The intercellular substance also plays an important role, as it facilitates intercellular interaction, movement of cells and cytokines in the wound and information exchange. Accordingly, a deficiency of glycosaminoglycans will contribute to a delay in the process of wound cleansing and scar formation.
Thus, we see that cellular regeneration and hyperplasia of connective tissue components of the dermis in order to maintain homeostasis is a chain of physiological reactions, the result of which is the appearance of a scar. The body has become healthy, nothing threatens it anymore, but a mark in the form of a scar of one form or another remains on the skin. And this becomes an exclusively aesthetic disadvantage for the individual.

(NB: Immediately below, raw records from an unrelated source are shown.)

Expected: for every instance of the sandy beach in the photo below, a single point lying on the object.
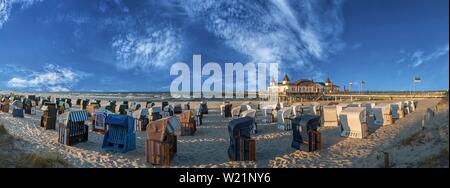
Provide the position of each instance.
(208, 147)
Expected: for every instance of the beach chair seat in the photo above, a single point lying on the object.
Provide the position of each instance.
(73, 130)
(302, 127)
(354, 122)
(48, 118)
(284, 119)
(99, 121)
(140, 119)
(91, 108)
(329, 116)
(120, 135)
(236, 111)
(177, 109)
(252, 114)
(340, 107)
(382, 114)
(203, 107)
(188, 126)
(18, 113)
(161, 146)
(242, 146)
(268, 109)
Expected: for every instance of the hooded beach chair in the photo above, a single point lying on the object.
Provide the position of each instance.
(17, 109)
(27, 106)
(306, 126)
(92, 107)
(226, 110)
(203, 107)
(354, 122)
(161, 143)
(268, 108)
(382, 114)
(120, 135)
(236, 111)
(284, 116)
(330, 116)
(222, 108)
(188, 126)
(5, 105)
(177, 108)
(186, 106)
(99, 121)
(168, 110)
(48, 118)
(396, 110)
(242, 146)
(140, 119)
(296, 109)
(155, 113)
(252, 114)
(340, 107)
(73, 129)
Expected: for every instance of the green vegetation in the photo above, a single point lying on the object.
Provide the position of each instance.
(13, 157)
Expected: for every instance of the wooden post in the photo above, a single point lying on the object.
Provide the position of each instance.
(386, 159)
(423, 124)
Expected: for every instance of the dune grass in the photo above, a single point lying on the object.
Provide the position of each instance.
(12, 157)
(438, 160)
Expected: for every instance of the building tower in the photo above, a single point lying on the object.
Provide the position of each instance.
(285, 80)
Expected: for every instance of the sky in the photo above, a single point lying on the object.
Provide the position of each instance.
(119, 45)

All physiological scars formed as a result of the normal physiological reaction of the body in response to trauma have the same histological structure. It has already been said above that normal scar tissue is a dynamic connective tissue structure, which changes its pathomorphological picture quite radically not only depending on the duration of its existence, but also on the type of healing, area and depth of the initial defect.
Depending on the period of existence, scar tissue has a certain number and ratio of cellular, fibrous and intercellular elements. However, it is equally important to know what morphological structures and elements participate in the healing of a skin defect, since this is the possibility of preventing scarring or improving the appearance of scars, that is, scar prevention. Recent studies of wound healing mechanisms do not exclude the possibility of scarless healing of deep wound defects of the skin with "wet" management of the wound surface. A moist environment allows skin cells to freely interact with each other, moving along the intercellular matrix with the help of adhesive molecules and transmitting information through cytokines and corresponding receptors about the restoration of the normal structure of damaged tissues.
In support of this version, it was found that fetal skin injuries in the intrauterine period heal without scars. This is due to the fact that in the intrauterine period, favorable conditions are created for migration and exchange of information between skin cells due to the amniotic fluid. Keratinocytes and fibroblasts exchange information, coordinating the synthesis and breakdown of collagen, proliferative and synthetic activity, and the need and speed of migration. Due to this, collagen does not accumulate in the wound, and keratinocytes, moving freely, quickly and without scars fill the wound defect.